By 1883, Gauguin had stopped working as a stockbroker so that he could fully devote himself to his art. He also soon parted ways from his wife and children, and eventually went to Brittany, France. In 1888, Gauguin created one of his most famous paintings, "Vision of the Sermon." The boldly colored work showed the Biblical tale of Jacob wrestling with the angel. The following year, Gauguin painted "The Yellow Christ," a striking portrayal of the crucifixion of Jesus.

Gauguin was one of the art world's more colorful characters. He referred to himself as a savage, and claimed to have Inca blood. Fond of alcohol and carousing, Gauguin eventually contracted syphilis. He was friends with fellow artist Vincent van Gogh. In 1888, Gauguin and van Gogh spent several weeks together at van Gogh's home in Arles, but their time together ended after van Gogh pulled a razor on Gauguin during an argument. That same year, Gaugin produced the now-famous oil painting "Vision After the Sermon."

Artist in Exile

In 1891, Gauguin sought to escape the constructions of European society, and he thought that Tahiti might offer him some type of personal and creative freedom. Upon moving to Tahiti, Gauguin was disappointed to find that French colonial authorities had westernized much of the island, so he chose to settle among the native peoples, and away from the Europeans living in the capital.

Around this time, Gauguin borrowed from the native culture, as well as his own, to create new, innovative works.

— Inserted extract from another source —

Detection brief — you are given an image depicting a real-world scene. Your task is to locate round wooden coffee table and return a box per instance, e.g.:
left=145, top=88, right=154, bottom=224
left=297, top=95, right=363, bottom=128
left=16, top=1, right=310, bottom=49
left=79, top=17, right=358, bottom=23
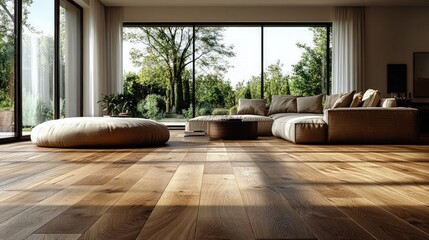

In "La Orana Maria," he transformed the Christian figures of the Virgin Mary and Jesus into a Tahitian mother and child. Gauguin made many other works during this time, including a carved sculpture called "Oviri"—a word that originated from the Tahitian word for "savage," although, according to Gauguin, the sculpted female figure was actually a portrayal of a goddess. Known to have a predilection for young girls, Gauguin became involved with a 13-year-old Tahitian girl, who served as a model for several of his paintings.

In 1893, Gauguin returned to France to show some off his Tahitian pieces. The response to his artwork was mixed, and he failed to sell much. Critics and art buyers didn't know what to make his primitivist style. Before long, Gauguin returned to French Polynesia. He continued to paint during this time, creating one of his later masterpieces—the canvas painting "Where Do We Come From? What Are We? Where Are We Going?" is Gauguin's depiction of the human life cycle.

In 1901, Gauguin moved to the more remote Marquesas Islands. By this time, his health had been declining; he had experienced several heart attacks, and continued to suffer from his advancing case of syphilis. On May 3, 1903, Gauguin died at his isolated island home, alone. He was nearly out of money at the time—it wasn't until after his death that Gauguin's art began receiving great acclaim, eventually influencing the likes of Pablo Picasso and Henri Matisse.